なお、文中の将来に関する事項は、本書提出日現在において当社グループが判断したものです。
(1)経営成績等の状況の概要
① 経営成績の状況
第10期事業年度(自 2018年1月1日 至 2018年12月31日)
当社の事業領域である医療ヘルスケア領域においては、少子高齢化という人口動態の変化により医療費及び介護費の増加が確実視される中で、医療や介護の提供体制を担う人材の不足や財源問題が深刻化し、より合理的な医療や介護の在り方が模索されています。また、スマートフォンやタブレット端末が普及し、場所を問わずインターネットを利用する人々が増えたことから、医療ヘルスケア領域においてインターネットをどう活用するのかが活発に議論されるようになっています。
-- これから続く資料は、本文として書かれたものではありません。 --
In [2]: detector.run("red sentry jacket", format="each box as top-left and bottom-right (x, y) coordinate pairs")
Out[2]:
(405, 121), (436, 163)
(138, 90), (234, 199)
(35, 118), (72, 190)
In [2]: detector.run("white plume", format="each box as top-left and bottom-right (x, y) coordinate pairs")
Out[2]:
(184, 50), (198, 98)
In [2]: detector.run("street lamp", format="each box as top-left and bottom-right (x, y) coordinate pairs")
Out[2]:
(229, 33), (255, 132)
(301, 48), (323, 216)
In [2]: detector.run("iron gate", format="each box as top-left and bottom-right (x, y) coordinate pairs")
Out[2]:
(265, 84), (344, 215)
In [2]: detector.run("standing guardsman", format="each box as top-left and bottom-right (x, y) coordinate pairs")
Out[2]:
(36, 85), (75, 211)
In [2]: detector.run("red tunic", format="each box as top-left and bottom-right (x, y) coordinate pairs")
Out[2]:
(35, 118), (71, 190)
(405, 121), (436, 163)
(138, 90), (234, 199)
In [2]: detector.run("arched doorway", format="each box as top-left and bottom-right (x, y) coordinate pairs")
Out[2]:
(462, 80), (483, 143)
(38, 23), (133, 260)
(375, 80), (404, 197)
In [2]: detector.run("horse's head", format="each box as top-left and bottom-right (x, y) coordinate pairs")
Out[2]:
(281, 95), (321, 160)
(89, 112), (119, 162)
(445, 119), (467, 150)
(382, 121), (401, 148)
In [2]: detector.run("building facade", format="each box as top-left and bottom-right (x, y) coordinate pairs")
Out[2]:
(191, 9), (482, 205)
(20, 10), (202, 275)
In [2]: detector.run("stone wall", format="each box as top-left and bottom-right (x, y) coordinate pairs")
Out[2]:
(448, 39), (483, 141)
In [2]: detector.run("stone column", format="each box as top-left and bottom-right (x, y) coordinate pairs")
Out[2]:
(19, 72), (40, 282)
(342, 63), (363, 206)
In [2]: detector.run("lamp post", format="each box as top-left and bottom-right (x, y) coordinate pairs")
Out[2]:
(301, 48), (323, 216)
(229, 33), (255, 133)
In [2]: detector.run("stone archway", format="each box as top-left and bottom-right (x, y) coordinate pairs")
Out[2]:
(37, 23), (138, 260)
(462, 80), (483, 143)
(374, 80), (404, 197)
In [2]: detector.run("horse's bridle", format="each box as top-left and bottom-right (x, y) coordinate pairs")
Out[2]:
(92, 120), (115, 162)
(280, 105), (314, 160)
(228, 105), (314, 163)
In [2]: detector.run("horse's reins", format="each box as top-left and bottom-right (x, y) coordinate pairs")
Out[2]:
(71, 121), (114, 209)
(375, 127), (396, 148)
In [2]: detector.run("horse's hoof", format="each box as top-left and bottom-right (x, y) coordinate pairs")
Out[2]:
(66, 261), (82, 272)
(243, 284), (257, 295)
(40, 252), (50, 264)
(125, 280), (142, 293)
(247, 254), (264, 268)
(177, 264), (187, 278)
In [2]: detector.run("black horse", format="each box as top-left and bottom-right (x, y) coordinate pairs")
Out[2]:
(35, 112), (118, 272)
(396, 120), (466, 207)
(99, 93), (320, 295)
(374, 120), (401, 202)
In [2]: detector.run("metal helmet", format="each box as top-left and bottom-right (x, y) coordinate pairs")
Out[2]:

その背景に基づき、厚生労働省から2015年8月にオンライン診療の適用に関する解釈を明示した通知が出されました。本通知を受けてから、当社では業界内でいち早くオンライン診療分野での事業を検討し、2016年2月には、オンライン診療システム「CLINICSオンライン診療」の提供を開始しました。そのような中、2018年4月には厚生労働省からの指針公布や診療報酬改定が行われ、「オンライン診療料」や「オンライン医学管理料」、「オンライン在宅管理料」等のオンライン診療に対する保険点数が新設されることとなりました。当社ではこのような規制環境下において、学会や行政等と連携しながら、CLINICSを用いたオンライン診療の拡大に取り組みました。
このような事業環境のもと、当事業年度において、人材プラットフォーム事業の売上高が堅調に推移したため、全体の売上高が増加いたしました。売上高が伸長する一方で、事業規模拡大にむけて人材プラットフォーム事業におけるシステムの機能開発や人員増強等の継続成長投資のみならず、医療プラットフォーム事業における開発人員の増強を始めとした先行投資を積極的に実施しました。
以上の結果、当事業年度の業績は、売上高2,933,043千円(前期比71.3%増)、営業損失100,372千円(前期は営業利益30,897千円)、経常損失87,829千円(前期は経常利益38,012千円)、当期純損失153,562千円(前期は当期純利益35,651千円)となりました。
セグメントごとの業績を示すと、以下の通りです。
a. 人材プラットフォーム事業
当事業年度においては、顧客事業所数が前事業年度末比25.4%増の148,000件を超え、掲載求人数は前事業年度末比29.1%増の162,000件を超えました。また、利便性向上のためにサービスサイトの機能改善を継続的に実施しております。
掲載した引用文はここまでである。